I can only suspect that falling beyond the event horizon would want to accelerate the object beyond the speed of light, which is impossible. Instead, energy is transferred to the object by a different means than kinetic energy, such as mass. Now that the object has increased mass at the expense of original potential energy, it no longer has enough kinetic energy to reach the event horizon, and will remain trapped.

So, yeah.. it bugs me that I should know better.

6. Apr 18, 2012

### Staff: Mentor

There are nice coordinates where this problem can be shown.

If you happen to be at the event horizon, it appears to you that this is moving away from you with the speed of light (lines in a 45°-angle are "moving" with the speed of light) and that the singularity moves towards you even faster than the speed of light. Note that the event horizon and the singularity does not actually move around - it is more like "the space moves towards it". And you are limited to the speed of light relative to this moving space. Once you are inside, there is no way out. Every direction of movement is towards the singularity.

7. Apr 18, 2012

### phinds

HUH ???? Where did you get this idea? Can you site any references?

8. Apr 18, 2012

### PAllen

Phinds is right to question this. As shown in mfb's picture (based in Kruskal coordinates), any light emitted inside the event horizon soon meets the singularity.

9. Apr 18, 2012

### dipole

Well no, not necessarily. In general a light signal will intercept the singularity but one which starts exactly at the event horizon will neither propagate inward or out, it will remain stationary forever.

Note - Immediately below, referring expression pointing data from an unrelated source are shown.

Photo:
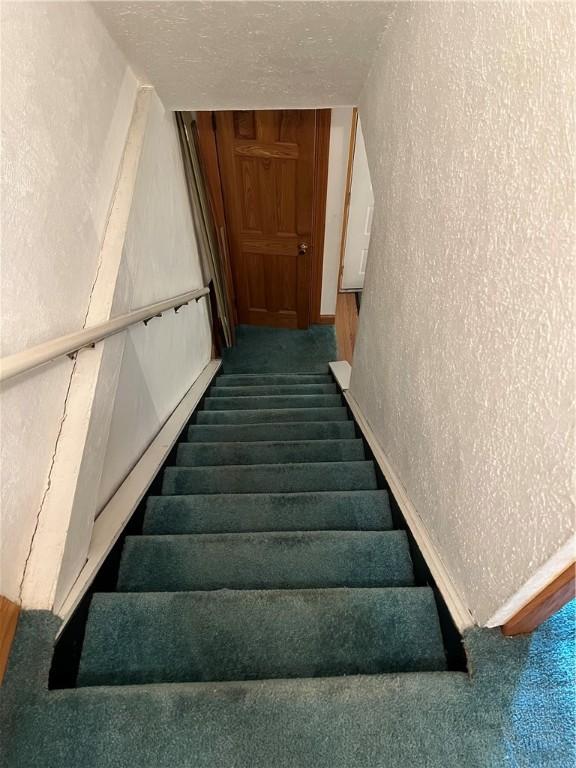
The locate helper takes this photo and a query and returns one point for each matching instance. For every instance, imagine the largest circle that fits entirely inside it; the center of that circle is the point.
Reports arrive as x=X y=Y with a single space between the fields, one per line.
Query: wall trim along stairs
x=116 y=514
x=458 y=610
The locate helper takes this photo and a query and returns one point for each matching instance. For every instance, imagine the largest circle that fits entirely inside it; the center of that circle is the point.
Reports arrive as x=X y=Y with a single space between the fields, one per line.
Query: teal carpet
x=276 y=350
x=268 y=614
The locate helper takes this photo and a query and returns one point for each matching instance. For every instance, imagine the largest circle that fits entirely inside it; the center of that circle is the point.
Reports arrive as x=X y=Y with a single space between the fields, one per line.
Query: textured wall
x=163 y=359
x=465 y=362
x=67 y=97
x=228 y=55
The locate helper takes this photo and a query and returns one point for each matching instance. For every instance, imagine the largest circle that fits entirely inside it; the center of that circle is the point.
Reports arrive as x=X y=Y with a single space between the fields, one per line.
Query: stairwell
x=270 y=553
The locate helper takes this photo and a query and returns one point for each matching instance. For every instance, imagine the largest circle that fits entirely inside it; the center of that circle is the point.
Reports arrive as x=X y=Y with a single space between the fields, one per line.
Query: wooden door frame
x=211 y=168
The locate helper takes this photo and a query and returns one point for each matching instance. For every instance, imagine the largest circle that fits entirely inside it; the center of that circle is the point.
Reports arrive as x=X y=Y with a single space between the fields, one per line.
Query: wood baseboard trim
x=9 y=613
x=113 y=518
x=546 y=602
x=346 y=325
x=545 y=575
x=458 y=610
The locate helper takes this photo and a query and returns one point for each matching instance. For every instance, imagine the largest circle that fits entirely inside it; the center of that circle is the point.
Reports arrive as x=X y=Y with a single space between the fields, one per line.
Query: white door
x=360 y=213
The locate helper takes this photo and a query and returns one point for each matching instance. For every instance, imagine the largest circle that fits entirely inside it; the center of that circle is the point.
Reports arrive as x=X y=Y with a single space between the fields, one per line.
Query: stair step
x=230 y=513
x=297 y=560
x=248 y=433
x=266 y=402
x=158 y=637
x=265 y=379
x=271 y=478
x=276 y=415
x=255 y=390
x=274 y=452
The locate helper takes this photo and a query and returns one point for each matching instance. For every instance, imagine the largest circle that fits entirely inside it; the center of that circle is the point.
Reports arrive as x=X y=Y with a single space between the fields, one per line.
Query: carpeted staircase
x=266 y=574
x=270 y=554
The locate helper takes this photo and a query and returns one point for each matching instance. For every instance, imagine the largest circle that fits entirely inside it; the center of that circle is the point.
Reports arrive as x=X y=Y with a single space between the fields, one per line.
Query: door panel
x=267 y=170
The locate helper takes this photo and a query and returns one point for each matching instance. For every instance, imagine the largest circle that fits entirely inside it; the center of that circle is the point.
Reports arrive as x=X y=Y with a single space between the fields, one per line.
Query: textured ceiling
x=219 y=55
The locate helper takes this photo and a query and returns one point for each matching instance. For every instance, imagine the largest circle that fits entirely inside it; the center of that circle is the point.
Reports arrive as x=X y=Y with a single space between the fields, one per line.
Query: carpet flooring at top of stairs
x=516 y=710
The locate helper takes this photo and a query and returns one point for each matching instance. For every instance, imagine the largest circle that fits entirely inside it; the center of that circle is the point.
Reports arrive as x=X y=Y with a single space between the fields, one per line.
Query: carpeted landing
x=268 y=616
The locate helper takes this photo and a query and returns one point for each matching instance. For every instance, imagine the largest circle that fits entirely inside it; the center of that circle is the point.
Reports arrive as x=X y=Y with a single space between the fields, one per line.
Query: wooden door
x=267 y=175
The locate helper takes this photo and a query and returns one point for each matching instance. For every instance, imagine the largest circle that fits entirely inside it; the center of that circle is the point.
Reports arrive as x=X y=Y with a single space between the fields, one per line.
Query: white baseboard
x=458 y=610
x=113 y=518
x=341 y=370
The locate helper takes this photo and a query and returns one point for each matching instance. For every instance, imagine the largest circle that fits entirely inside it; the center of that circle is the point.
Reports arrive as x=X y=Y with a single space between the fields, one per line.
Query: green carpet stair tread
x=279 y=350
x=275 y=415
x=249 y=433
x=273 y=452
x=148 y=637
x=230 y=513
x=268 y=402
x=271 y=478
x=297 y=560
x=355 y=721
x=274 y=379
x=255 y=390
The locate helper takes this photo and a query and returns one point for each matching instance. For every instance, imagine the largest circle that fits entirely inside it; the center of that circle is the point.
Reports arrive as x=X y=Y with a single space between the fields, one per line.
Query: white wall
x=464 y=364
x=340 y=125
x=67 y=99
x=96 y=221
x=161 y=259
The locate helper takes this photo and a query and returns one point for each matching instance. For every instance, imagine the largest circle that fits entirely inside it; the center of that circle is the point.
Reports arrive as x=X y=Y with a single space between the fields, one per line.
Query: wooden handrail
x=31 y=358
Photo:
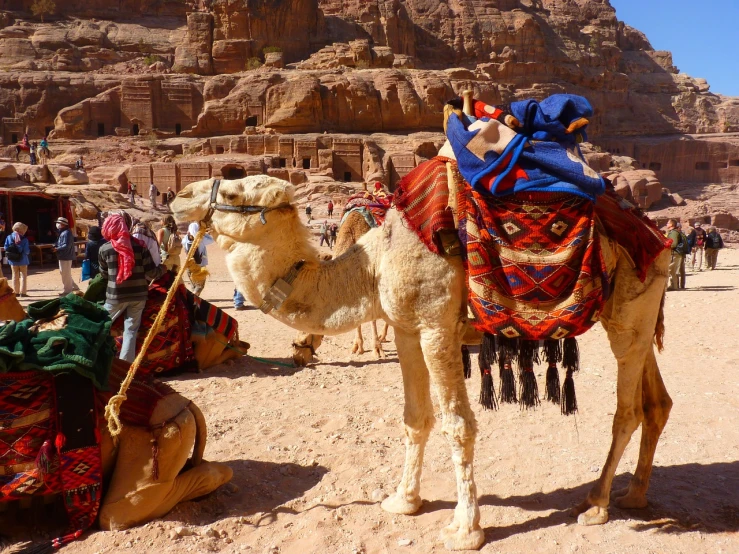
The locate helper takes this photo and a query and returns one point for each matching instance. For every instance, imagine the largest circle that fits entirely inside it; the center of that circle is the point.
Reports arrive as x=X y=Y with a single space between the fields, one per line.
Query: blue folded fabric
x=539 y=156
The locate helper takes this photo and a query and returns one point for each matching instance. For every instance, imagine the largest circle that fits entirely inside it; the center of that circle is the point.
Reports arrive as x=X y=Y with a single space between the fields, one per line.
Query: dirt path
x=313 y=450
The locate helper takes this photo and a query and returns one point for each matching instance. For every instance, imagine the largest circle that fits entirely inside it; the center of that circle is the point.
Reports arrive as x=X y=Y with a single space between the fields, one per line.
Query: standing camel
x=305 y=344
x=390 y=274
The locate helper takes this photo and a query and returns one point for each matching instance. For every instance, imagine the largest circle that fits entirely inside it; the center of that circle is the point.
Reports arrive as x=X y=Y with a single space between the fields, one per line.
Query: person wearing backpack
x=94 y=241
x=685 y=249
x=18 y=252
x=170 y=243
x=714 y=243
x=678 y=258
x=196 y=271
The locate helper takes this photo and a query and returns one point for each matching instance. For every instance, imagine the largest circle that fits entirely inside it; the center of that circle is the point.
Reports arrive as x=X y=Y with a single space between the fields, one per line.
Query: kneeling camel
x=389 y=274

So I guess what I said was misleading, which is my fault, but the point I was making that even in the best possible scenario photons can't escape, so no spaceship could either.

10. Apr 18, 2012

### PAllen

Please read what you quoted: "any light emitted inside the event horizon soon meets the singularity".

Is light emitted at the event horizon the same a light emitted inside the event horizon? There is no exception to my statement in the black hole region of SC geometry.